SHANGHAI/HONG KONG (Reuters) – Global index publisher MSCI and the Hong Kong stock exchange said on Monday they would release futures contracts on the MSCI China A Index to offer a hedging tool as global investor interest in Chinese mainland stocks surges. The license agreement among MSCI and Hong Kong Exchanges and Clearing Ltd (HKEX), for you to release the new product, comes much less than weeks after MSCI introduced it’d quadruple the weighting of Chinese stocks in its global benchmarks later this year.
HKEX Chief Executive Charles Li stated the agreement with MSCI gives “a key hazard control tool for worldwide buyers who want to manage their A-proportion equity exposure.” The new product is amongst a host of different derivatives released with the aid of global exchanges in recent years to assist manage publicity to mainland Chinese markets. Singapore Exchange Ltd’s A50 Index Futures contract, for instance, allows offshore investors to track 50 Chinese A-shares directly.
Li stated on a convention call on Monday that the brand new HKEX futures settlement will song the whole 421 big- and mid-cap A-stocks covered in the benchmark MSCI Emerging Markets Index.

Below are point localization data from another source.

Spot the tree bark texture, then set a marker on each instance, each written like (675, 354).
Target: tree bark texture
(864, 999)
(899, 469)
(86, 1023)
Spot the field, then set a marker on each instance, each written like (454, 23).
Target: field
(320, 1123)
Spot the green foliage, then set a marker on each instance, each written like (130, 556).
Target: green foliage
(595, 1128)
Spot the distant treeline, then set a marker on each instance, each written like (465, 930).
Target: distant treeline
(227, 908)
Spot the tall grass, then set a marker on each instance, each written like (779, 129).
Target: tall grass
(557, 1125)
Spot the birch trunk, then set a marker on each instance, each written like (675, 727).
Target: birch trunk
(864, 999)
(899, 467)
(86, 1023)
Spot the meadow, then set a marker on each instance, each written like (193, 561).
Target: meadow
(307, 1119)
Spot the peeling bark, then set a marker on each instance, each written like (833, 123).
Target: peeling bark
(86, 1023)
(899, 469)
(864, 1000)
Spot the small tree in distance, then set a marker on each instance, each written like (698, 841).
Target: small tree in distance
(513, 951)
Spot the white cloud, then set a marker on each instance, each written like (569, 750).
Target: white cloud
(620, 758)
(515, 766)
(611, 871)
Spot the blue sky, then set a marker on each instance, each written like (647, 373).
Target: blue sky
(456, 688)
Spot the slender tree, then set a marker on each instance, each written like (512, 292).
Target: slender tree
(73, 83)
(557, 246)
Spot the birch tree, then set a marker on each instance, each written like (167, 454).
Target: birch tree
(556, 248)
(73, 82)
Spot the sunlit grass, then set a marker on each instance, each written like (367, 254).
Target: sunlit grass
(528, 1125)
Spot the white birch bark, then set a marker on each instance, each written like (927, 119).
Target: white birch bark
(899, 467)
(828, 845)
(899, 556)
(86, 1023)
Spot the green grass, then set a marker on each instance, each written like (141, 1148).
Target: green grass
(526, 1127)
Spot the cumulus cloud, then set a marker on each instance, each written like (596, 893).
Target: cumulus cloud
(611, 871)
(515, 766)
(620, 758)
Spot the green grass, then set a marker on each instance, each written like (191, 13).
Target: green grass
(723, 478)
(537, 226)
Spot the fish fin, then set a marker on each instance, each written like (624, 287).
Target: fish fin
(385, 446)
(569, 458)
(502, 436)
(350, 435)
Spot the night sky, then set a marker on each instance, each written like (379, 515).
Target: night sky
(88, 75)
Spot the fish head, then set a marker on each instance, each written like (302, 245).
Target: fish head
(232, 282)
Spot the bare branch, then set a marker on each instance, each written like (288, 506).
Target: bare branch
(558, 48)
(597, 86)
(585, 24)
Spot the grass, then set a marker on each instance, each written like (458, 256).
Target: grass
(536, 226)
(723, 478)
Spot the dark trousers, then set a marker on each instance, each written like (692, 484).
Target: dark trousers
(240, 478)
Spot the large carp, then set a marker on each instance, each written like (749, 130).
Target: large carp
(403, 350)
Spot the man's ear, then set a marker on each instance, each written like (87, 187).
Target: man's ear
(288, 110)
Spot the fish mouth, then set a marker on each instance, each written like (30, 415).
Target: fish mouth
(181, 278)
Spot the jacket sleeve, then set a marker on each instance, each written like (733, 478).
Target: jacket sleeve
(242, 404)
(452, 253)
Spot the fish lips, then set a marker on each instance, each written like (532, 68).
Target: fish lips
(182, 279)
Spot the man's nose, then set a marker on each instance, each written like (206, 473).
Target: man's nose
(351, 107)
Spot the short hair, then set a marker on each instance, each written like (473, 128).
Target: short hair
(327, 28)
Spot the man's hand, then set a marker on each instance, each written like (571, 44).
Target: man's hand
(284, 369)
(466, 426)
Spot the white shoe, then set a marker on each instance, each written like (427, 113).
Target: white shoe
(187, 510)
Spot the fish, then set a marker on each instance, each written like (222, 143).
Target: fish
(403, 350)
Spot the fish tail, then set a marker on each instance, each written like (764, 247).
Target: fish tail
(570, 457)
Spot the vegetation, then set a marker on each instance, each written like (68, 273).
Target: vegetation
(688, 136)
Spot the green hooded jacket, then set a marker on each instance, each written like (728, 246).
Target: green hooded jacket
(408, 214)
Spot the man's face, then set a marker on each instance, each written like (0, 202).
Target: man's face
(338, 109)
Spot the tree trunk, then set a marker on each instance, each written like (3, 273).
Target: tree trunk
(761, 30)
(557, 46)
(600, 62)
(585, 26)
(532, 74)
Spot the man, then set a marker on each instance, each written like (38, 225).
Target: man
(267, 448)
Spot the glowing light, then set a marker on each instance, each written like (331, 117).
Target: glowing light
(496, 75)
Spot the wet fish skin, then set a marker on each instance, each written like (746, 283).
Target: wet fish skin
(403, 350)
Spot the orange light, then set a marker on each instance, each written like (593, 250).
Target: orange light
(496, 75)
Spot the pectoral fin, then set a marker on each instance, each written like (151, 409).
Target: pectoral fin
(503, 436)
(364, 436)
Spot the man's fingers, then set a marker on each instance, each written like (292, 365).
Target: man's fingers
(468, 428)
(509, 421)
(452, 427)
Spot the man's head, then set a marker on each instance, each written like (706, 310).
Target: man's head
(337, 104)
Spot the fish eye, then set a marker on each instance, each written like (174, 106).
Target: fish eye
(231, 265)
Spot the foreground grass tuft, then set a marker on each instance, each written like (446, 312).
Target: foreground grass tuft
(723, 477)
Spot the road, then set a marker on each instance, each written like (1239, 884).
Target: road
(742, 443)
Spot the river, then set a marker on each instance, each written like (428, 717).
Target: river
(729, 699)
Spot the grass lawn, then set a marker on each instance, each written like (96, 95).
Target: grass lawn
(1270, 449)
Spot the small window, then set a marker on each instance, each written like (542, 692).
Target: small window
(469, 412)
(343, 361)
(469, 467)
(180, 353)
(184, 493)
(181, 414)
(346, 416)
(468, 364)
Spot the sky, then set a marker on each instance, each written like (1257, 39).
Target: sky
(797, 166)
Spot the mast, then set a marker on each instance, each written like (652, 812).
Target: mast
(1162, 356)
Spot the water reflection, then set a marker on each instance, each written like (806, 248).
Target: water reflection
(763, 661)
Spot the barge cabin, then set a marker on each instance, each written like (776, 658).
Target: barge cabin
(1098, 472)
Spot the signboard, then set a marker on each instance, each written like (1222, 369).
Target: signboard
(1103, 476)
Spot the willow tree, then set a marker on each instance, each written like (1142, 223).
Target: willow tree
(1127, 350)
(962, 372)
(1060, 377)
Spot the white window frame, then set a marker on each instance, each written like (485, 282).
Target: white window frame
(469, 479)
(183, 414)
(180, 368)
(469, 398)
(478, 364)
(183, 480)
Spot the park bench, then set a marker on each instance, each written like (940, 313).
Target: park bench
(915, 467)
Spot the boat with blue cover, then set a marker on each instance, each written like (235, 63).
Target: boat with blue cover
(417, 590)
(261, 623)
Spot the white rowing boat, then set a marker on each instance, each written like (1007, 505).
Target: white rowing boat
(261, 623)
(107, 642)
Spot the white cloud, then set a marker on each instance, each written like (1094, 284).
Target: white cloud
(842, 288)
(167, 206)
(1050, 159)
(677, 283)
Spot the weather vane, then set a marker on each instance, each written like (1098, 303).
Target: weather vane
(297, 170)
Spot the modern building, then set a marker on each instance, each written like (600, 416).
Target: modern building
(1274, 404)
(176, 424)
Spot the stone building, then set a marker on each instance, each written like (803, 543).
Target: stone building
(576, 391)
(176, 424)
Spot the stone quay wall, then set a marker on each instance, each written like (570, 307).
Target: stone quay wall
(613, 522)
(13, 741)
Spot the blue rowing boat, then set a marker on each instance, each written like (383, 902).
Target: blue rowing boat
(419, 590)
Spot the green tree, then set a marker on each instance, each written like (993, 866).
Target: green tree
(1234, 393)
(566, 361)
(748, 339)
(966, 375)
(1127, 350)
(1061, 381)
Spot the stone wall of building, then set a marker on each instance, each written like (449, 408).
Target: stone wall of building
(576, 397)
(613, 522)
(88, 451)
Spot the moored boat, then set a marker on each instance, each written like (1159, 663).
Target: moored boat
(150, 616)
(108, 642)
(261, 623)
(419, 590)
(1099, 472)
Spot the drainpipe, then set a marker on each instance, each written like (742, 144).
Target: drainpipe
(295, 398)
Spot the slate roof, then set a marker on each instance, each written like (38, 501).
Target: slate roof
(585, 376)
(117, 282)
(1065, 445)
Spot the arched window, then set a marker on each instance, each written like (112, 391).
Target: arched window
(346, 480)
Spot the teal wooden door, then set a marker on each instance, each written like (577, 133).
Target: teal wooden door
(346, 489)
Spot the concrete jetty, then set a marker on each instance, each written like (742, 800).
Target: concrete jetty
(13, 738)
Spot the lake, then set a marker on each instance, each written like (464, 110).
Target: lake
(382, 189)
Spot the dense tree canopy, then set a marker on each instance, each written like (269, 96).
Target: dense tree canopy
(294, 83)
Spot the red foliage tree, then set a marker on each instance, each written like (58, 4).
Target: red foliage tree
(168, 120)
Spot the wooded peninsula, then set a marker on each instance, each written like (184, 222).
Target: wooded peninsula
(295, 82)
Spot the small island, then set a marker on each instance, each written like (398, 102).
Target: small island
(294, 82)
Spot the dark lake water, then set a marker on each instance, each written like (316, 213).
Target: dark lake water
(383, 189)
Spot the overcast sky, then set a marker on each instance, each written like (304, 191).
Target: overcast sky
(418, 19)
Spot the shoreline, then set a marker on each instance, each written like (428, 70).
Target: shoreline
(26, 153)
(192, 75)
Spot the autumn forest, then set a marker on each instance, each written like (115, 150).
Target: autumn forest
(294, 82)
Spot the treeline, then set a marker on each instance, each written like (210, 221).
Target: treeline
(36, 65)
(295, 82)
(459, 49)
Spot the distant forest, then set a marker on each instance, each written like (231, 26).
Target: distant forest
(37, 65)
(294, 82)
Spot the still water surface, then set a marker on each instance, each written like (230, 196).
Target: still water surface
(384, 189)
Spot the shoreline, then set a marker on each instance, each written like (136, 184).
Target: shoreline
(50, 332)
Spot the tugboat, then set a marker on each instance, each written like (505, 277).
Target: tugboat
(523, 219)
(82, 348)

HKEX said in an assertion that it is yet to determine a launch date and that the product remains concerned with regulatory approval and marketplace situations. China has also been opening up its home derivatives market as A-shares are included in international indexes. Draft regulations in January said overseas establishments could have access to onshore derivatives,
together with financial futures, under the Qualified Foreign Institutional Investor (QFII) scheme and its yuan-denominated equal, RQFII. Fang Xinghai, deputy head of China’s securities regulator, predicted in January that foreign capital inflows to Chinese shares this year would double to approximately 600 billion yuan ($89.76 billion) from last year. Last week, Fang advised local media that regulators have been taking measures to open the index futures market.